As it stands, we're not offering directory listing and we're only interested in GET requests as this isn't an endpoint to upload or delete files - so we'll get rid of those requests before continuing on.

const obj = await env.R2.get(objectName);
if (obj === null) {
	...
}
try and fetch the R2 object, check if it exists

.get(object) on a R2 bucket will return null if the object doesn't exist so that's how we can check if the object exists in our current R2 bucket. If not, we want to fetch it from S3.

const aws = new AwsClient({
    "accessKeyId": env.AWS_ACCESS_KEY_ID,
    "secretAccessKey": env.AWS_SECRET_ACCESS_KEY,
    "service": env.AWS_SERVICE,
    "region": env.AWS_DEFAULT_REGION
});

url.protocol = env.AWS_S3_BUCKET_SCHEME;
url.hostname = env.AWS_S3_BUCKET;

const signedRequest = await aws.sign(url);
const s3Object = await fetch(signedRequest);

if (s3Object.status === 404) {
    return objectNotFound(objectName)
}
try and fetch the S3 object, check if it exists

We'll first create a new AwsClient from the aws4fetch package. Then we need to rewrite the request URL to point to our S3 bucket.

If the original request was at https://cdn.example.com/asset.mp4 and we're using Google Cloud Storage, it'll look a little something like https://bucket.storage.googleapis.com/test.mp4.
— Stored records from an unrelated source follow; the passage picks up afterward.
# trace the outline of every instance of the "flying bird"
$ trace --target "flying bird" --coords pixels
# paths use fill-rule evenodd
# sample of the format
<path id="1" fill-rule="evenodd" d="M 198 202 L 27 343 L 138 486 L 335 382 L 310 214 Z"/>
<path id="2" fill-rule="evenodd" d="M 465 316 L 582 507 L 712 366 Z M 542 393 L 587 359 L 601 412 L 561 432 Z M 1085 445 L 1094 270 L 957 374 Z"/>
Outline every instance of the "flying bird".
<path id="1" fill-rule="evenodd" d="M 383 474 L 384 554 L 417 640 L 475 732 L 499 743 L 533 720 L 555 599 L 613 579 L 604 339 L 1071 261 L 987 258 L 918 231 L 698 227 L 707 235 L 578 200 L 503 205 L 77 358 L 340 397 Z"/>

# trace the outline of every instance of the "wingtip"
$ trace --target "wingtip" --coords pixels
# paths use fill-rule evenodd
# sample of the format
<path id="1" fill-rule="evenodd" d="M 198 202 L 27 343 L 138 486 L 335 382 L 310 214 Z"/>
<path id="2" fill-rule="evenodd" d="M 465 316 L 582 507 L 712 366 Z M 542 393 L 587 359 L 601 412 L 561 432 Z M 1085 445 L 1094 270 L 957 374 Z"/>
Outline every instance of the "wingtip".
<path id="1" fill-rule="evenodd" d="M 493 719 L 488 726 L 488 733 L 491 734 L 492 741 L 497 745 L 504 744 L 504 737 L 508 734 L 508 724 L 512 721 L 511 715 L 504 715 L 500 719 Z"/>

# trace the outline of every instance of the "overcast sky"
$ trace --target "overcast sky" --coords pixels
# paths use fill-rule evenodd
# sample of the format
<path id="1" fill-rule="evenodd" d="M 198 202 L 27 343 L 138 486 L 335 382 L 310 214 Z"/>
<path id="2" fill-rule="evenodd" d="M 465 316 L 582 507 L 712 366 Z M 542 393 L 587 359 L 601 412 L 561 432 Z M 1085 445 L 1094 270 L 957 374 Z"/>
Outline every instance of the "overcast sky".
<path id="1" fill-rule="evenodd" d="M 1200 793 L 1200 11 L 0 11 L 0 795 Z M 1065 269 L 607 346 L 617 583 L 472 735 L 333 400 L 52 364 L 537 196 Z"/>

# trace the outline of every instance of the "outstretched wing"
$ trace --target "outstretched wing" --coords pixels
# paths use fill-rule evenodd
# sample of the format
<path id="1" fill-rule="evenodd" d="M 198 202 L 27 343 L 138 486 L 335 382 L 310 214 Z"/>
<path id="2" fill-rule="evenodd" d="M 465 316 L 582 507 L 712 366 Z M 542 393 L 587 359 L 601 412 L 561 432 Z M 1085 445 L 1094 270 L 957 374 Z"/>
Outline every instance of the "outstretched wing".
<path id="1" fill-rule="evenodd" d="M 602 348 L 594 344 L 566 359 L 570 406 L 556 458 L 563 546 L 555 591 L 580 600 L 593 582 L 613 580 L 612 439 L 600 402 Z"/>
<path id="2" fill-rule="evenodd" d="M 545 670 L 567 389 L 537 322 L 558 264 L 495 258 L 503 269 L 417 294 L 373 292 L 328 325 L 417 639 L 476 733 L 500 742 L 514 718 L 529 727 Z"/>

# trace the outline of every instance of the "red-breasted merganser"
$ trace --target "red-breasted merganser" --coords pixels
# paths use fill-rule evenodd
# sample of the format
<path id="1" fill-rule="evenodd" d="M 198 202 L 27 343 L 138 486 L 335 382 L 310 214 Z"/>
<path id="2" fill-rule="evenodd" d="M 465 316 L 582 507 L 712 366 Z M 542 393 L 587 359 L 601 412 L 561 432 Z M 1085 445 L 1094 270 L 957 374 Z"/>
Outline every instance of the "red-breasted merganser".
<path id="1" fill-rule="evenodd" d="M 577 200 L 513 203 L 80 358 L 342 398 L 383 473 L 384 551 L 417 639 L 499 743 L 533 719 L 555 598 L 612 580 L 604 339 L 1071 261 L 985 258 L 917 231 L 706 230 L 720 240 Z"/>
We'll turn that into a AWS4 signed URL and make the request.

function objectNotFound(objectName: string): Response {
    return new Response(`Object ${objectName} not found`, {
        status: 404,
    })
}
404 response

If we get a 404 back then we'll display a simple 404 page with a short message rather than returning the XML response you'd usually get.

const s3Body = s3Object.body.tee();
ctx.waitUntil(env.R2.put(objectName, s3Body[0], {
    httpMetadata: s3Object.headers
}))

return new Response(s3Body[1], s3Object);
stream the response and push into R2 in the background 

The body returned by fetch() is a ReadableStream and can only be used once - which is problematic since we need to push it to R2 and also return the asset to the user. tee() gives us an array containing two ReadableStream objects so we pass one to R2 and stream the other in a response to the user.

We pass the original headers from the S3 response into the httpMetadata property of the R2PutOptions so that any original Content-Type, Content-Language, etc is preserved.

const headers = new Headers()
obj.writeHttpMetadata(headers)
headers.set('etag', obj.httpEtag)

return new Response(obj.body, {
    headers
});
return the object from R2 and add the headers from the httpMetadata

Before returning the R2 object, we'll add the headers from the httpMetadata object using the writeHttpMetadata method.

Give it a try!

The code for this Worker will be available at https://github.com/KianNH/cloudflare-worker-s3-to-r2-migration

I've tested it with files upwards of 350MB+ but if you spot any issues or bugs, please open an issue or pull request!

You can also leverage the Cache API of Workers to cache the assets from R2, saving on R2 operations - that'll be added into this Worker in the future.